Rachel and I were figuring out places to go to for lunch last Friday, and we both wanted something that was upscale yet reasonably priced.  Proof was able to fulfill both of our requests thanks to their outstanding Lunch Crush special.

The deal is only available in the lounge area, but if you can grab a spot by the bar, you’re in for a real treat. Diners have a selection of six entrees in addition to a glass of red or white wine for, you ready, $12! It’s quite an exceptional value, especially when you compare the prices of the entrees alone as opposed to if you were to order them a la carte. Throw in a glass of their house wine and then it becomes a real steal.

Enjoying some wine at ProofI ordered the grilled garlic chicken and a glass of the red, an Argentinean Malbec which was very good considering it was only the house wine.  Then again, Proof doesn’t mess around with its vino to begin with, but it’s nice to see that they offer customers excellent selections even from their first tier of bottles.

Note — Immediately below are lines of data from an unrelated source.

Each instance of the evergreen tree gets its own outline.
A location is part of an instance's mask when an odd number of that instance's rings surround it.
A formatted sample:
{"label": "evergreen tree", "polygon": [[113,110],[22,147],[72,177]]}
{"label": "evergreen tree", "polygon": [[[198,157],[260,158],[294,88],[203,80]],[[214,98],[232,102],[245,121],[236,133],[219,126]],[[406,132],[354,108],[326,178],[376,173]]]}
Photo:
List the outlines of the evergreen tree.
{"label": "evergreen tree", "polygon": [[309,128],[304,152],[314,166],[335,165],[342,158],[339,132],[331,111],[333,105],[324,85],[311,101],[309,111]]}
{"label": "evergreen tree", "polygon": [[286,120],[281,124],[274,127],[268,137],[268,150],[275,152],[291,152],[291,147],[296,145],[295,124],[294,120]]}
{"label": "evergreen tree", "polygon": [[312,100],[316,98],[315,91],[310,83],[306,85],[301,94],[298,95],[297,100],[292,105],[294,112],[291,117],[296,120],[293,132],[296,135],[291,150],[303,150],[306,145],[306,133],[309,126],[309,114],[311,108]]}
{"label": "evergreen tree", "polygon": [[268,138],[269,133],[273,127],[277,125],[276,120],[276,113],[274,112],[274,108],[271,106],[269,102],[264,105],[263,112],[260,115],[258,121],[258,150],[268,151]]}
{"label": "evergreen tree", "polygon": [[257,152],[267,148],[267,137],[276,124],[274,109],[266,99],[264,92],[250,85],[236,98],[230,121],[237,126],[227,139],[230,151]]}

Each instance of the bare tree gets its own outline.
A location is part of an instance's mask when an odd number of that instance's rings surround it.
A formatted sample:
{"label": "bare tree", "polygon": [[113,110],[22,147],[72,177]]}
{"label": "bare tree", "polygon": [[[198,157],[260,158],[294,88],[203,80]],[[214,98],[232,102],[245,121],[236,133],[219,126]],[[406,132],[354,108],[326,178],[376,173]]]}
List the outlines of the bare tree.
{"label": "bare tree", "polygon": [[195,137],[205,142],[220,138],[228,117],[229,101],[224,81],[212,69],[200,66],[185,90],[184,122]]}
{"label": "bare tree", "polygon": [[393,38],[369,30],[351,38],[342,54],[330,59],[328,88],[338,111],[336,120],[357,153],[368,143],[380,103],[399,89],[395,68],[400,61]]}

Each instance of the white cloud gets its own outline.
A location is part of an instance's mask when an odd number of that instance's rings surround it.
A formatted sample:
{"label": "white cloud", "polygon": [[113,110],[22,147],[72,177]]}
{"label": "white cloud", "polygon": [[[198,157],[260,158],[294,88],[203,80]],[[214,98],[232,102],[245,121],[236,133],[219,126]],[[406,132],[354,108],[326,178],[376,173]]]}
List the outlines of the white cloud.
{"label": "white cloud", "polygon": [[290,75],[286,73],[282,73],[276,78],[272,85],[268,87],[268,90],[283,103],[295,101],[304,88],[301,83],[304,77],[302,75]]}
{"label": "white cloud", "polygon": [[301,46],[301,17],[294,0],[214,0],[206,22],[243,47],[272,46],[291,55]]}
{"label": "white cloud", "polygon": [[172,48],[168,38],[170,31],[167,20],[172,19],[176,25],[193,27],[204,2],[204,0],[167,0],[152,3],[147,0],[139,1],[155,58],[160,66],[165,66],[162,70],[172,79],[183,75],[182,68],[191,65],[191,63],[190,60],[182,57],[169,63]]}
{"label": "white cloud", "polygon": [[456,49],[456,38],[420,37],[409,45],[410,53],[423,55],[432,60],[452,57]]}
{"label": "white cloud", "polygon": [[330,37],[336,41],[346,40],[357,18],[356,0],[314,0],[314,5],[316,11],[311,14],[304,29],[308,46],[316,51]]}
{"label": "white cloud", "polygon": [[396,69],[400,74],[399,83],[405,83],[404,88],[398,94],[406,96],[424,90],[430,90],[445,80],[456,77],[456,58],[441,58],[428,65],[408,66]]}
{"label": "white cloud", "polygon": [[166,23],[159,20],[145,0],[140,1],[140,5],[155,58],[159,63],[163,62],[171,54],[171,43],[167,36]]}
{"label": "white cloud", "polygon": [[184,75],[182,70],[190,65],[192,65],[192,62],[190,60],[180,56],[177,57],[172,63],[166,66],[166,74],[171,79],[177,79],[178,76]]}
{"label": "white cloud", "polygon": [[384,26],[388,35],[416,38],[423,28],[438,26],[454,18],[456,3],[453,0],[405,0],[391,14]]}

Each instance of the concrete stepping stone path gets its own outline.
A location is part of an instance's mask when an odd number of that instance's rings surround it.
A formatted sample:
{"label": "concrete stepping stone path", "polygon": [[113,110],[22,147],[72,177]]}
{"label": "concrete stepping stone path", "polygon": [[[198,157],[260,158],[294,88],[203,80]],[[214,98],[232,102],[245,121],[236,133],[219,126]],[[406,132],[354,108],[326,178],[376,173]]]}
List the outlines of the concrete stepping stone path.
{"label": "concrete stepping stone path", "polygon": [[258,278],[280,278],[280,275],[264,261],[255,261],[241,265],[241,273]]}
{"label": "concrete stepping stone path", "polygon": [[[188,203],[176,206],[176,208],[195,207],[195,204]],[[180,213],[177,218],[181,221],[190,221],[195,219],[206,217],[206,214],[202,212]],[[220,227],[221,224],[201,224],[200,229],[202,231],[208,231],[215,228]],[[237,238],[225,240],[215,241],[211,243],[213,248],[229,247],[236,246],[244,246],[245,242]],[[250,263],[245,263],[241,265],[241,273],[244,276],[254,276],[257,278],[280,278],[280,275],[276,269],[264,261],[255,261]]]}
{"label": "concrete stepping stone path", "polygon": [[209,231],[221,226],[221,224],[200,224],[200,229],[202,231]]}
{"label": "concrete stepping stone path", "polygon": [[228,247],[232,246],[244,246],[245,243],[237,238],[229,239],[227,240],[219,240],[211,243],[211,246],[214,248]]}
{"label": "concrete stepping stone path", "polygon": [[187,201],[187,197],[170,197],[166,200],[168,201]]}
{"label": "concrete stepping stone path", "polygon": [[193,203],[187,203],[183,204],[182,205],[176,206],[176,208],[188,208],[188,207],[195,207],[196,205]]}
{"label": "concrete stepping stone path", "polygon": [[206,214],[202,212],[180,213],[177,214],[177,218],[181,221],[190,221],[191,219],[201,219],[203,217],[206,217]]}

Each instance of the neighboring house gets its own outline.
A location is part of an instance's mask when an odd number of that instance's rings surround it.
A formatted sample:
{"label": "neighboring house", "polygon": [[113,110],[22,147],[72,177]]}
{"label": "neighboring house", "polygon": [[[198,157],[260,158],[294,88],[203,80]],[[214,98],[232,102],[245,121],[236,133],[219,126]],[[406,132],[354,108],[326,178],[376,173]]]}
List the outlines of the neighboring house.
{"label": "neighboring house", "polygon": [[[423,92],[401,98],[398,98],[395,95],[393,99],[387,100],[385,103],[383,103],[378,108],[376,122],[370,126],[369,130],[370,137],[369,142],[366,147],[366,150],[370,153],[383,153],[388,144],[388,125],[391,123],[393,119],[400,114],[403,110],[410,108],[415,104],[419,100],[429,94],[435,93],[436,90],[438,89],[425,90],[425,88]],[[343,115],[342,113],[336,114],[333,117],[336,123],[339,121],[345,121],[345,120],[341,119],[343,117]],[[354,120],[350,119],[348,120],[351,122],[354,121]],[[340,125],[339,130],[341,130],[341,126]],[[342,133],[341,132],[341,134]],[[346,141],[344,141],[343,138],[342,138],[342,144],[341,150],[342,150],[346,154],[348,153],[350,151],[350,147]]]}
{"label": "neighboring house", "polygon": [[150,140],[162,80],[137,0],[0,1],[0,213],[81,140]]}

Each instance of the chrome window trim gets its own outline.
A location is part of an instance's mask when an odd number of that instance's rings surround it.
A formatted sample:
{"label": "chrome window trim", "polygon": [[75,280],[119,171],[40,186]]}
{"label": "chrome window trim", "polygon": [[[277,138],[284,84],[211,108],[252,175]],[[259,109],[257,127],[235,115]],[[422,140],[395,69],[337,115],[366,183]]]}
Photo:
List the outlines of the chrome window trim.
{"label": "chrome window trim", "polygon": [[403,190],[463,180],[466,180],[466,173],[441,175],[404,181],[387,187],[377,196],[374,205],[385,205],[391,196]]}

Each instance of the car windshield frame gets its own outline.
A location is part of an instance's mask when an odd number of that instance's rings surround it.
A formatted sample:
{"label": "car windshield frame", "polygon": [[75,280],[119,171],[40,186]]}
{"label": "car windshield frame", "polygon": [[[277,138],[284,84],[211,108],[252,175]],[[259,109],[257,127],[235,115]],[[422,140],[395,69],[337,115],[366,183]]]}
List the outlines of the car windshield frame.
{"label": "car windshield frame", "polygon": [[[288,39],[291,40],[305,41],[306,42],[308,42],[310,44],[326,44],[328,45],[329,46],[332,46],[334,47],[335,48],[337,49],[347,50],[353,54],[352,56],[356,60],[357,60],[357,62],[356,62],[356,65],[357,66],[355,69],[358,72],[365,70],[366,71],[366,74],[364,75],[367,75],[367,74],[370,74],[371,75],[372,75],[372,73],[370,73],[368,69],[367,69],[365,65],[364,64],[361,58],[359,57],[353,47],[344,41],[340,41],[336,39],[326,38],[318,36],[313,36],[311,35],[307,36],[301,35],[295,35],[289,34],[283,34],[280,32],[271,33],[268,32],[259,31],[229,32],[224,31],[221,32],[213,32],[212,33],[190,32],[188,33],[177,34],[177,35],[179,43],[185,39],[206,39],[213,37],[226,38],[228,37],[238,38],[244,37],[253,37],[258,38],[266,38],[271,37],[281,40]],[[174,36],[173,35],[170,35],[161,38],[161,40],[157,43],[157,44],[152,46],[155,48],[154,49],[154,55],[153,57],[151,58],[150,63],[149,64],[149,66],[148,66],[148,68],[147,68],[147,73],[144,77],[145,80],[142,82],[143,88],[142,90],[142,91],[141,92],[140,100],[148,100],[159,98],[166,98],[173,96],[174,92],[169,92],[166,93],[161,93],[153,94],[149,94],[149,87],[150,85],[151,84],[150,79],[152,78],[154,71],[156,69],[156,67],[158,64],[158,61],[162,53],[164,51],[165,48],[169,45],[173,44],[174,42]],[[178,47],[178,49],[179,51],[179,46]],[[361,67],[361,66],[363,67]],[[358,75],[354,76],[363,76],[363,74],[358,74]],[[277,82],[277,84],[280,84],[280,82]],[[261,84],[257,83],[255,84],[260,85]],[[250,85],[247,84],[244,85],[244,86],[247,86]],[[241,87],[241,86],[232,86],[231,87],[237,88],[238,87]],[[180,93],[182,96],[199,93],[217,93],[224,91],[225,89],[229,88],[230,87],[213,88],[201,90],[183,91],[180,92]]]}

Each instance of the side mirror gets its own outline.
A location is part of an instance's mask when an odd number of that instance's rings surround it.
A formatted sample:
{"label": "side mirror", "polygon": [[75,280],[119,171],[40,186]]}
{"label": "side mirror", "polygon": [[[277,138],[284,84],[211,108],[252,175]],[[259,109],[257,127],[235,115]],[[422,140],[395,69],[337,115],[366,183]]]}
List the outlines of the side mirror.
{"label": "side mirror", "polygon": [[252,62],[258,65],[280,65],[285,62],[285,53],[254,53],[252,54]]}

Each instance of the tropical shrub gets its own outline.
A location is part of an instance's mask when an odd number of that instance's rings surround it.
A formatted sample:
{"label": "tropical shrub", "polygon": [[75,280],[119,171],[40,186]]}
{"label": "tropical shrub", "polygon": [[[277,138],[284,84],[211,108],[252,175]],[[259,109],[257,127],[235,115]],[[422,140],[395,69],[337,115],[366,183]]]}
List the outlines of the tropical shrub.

Rachel opted for the shrimp burger, which came with jalapeno, shaved cucumber, cilantro, pickled daikon and carrots. She tried the house white, which turned out to be a sparkling wine and was very different, but in a good way.

We were definitely waiting a good amount of time for the food to arrive, especially considering the fact it was the lunch hour, but it didn’t bother us since we had the day off and were not necessarily in a rush. We looked at our watch a few times, but the wine we had was enjoyable while we waited nonetheless.

When our food arrived, the server had placed in front of me the sautéed potato gnocchi instead of the chicken. The server then came over and informed that he thought I had ordered the gnocchi, but when I corrected him in saying that I had asked for the chicken, he was very apologetic for the error and said he would have it immediately prepared if I liked.

Having read rave reviews about the gnocchi prior to visiting, I was open-minded about the situation and told the waiter not to worry about it and would have what was served instead. Because of the gaffe, the waiter offered Rachel and I another glass of wine compliments of the house, which was a very nice gesture. The waiter did ensure me that the gnocchi was one of his favorite dishes and that I would enjoy it.

Sautéed Potato Gnocchi

Well, he was right. It was perhaps the best gnocchi I had ever tasted. I guess I understood why our food took so long to arrive because of how it was meticulously prepared in the kitchen. The homemade dumplings practically melted in my mouth while the wild mushrooms were full of flavor and really added something to the dish as a whole. The serving was also very generous and well worth its normal price of $16.  The fact I was enjoying my meal for $4 less and a glass (or two) of wine exemplifies why Lunch Crush is such a true bargain.

While there weren’t any sides that came with Rachel’s dish, the shrimp burger itself was very filling, and again, hard to complain about with such a deal. The burger itself was made of all shrimp, almost like a seafood sausage, and was crispy on the outside. It was definitely a different taste, but the combination of the shrimp with the toppings made for an excellent bite. It also had some kick to it but the spice wasn’t too overpowering.

Proof Shrimp Burger

When the waiter dropped off our check and thanked us for coming, my jaw nearly hit the table when I read the bill. He not only did not charge us for the additional glasses of wine, but he also only billed us for just one of the Lunch Crush specials. In other words, our bill came out to $12 and tax.  I could not believe it. That, my friends, is how to run a restaurant and establish goodwill with your customers.

We left him a very generous tip and departed Proof with an abundance of satisfaction to say the least. Between the fantastic meal and an even better customer service, it was pretty much a perfect dining experience.